Posted on May 2, 2011 | Read time: 5 minutes

Many would argue that art is timeless but design is not. In fact, timeless design is almost an oxymoron but timeless art is accepted by many. If that is the case, then consider the design of something as banal, yet as useful as a spoon.  From the oldest to the newest, the basic design of a spoon has not changed for years. That does make it timeless, doesn’t it? Look at a bespoke suit, the Volkswagen Beetle, Le Corbusier’s buildings. All of them are classic examples of classic designs.

A particular style can’t emerge and expect to stay at the top indefinitely. Designers indicate that trends have a short lifespan, going through a “now-you-see-it-now-you-don’t” kind of roller coaster. New trends emerge only to be contradicted by others that go the opposite direction.
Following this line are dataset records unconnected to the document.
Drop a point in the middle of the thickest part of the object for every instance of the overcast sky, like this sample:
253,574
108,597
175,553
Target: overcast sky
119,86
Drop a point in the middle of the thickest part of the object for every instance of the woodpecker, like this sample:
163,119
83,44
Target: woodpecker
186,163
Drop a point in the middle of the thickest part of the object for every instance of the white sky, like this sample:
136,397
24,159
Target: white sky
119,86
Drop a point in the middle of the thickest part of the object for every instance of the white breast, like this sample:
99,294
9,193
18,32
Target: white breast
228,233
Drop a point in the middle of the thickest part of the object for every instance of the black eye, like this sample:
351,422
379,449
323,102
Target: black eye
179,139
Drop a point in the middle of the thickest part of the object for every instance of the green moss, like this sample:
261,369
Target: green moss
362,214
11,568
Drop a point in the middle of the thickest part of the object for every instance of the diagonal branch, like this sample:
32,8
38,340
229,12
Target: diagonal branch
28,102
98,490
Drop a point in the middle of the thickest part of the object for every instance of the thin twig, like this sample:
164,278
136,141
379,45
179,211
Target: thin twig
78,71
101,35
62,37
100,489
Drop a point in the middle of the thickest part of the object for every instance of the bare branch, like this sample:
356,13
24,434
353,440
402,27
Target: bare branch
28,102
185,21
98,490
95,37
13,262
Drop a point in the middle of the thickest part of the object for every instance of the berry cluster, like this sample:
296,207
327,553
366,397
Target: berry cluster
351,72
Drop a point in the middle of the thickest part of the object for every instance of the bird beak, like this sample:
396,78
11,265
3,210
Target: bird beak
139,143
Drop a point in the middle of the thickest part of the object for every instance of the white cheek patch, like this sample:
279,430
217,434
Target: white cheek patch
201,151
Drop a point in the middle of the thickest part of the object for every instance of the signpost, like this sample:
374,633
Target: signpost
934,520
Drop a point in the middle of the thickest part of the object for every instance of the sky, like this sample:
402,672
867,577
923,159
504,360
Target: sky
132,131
Classic, timeless design never goes out of style.

Valentino has always been one of my favorite fashion designers. To me, he is one of only a few designers who creates pretty clothing. And no, pretty is not a dirty word. Oh sure there are those fashion mavens who prefer clothing that is esoteric, architectural, conceptual, and the like. And yes, sometimes that clothing can be interesting to look at. But at the end of the day, don’t women want to look beautiful and feminine? What struck me is how many of his designs from the 1950s and 60s look so current, proving that classic, feminine design never goes out of style. So why should we devotees of graphic design discuss a fashion designer? Because we have much to learn from the likes of Valentino. Had Valentino’s career been marked by tricks and trends, I don’t think he would have survived in the fickle world of fashion for as long as he did.

But we are more interested in timeless beauty of design in the industry of printing, aren’t we? It didn’t take me long to decide what printed piece I’d like to consider as a great example of classic timelessness in graphic design. Let’s talk a little about the design of National Geographic magazine.

Who isn’t familiar with that wonderful yellow frame of the National Geographic magazine’s cover? It holds breathtaking images of exotic destination and mountains of nostalgia! It’s the flag of the editorial institution that National Geographic has established over the span of 120 years. The famous yellow rectangle has seen virtually no change, much like the interior pages, since it first bordered the front covers of the 1888 launch issue. I thought it could teach us a few things about timelessness in graphic design. National Geographic’s front cover is a great example of how well simple branding can be tied to a product or message. In this case, the slightly warm yellow has become a symbol of wonderful photography, intriguing articles and serves as a doorway into places worlds away. The text pages have photo spreads that introduce the article and then have gentle introductions into the actual content. The pages treat the typography with much respect and the spreads are wonderfully executed. I’ve always wanted to have a closer look at the design of National Geographic. While it might not set the world on fire, it’s always been solid. Timeless design like this is essential in creating a reason for leaving the copies on your shelves for years and years, which many of us are guilty of.

So often designers are faced with the challenge to create designs that break a mold so they may be called “creative,” “fresh” or “new”. But are they really timeless or universal? Perhaps they look “cool.” Perhaps they look “different,” but how do they actually look and feel to the users? To reach timelessness, your designs need to be carefully thought out and your intentions need to encompass both the complex and the simple. These basics elude many designers. Although they may seem obvious, they are often quite difficult to truly achieve.

So what are the keys for success in basic design?

In my opinion, the design shouldn’t uselessly babble and scream until it’s foaming at the mouth.

It should speak clearly and be easily understood. It should have a charming level of clarity and character as all parts are given a reason for taking up space.

It has to be quickly and easily understood, as elements accent the message and design, never drowning them.

Everything on the page is there to support the message and show its innate character. The way in which these elements are laid out is very important. Each word must give way to the next. Each block of text must guide the eye to the following.

It is what good design is all about — communication. It is this elegant simplicity that we mustn’t forget, as it’s what makes the work of the designer classically beautiful and timeless.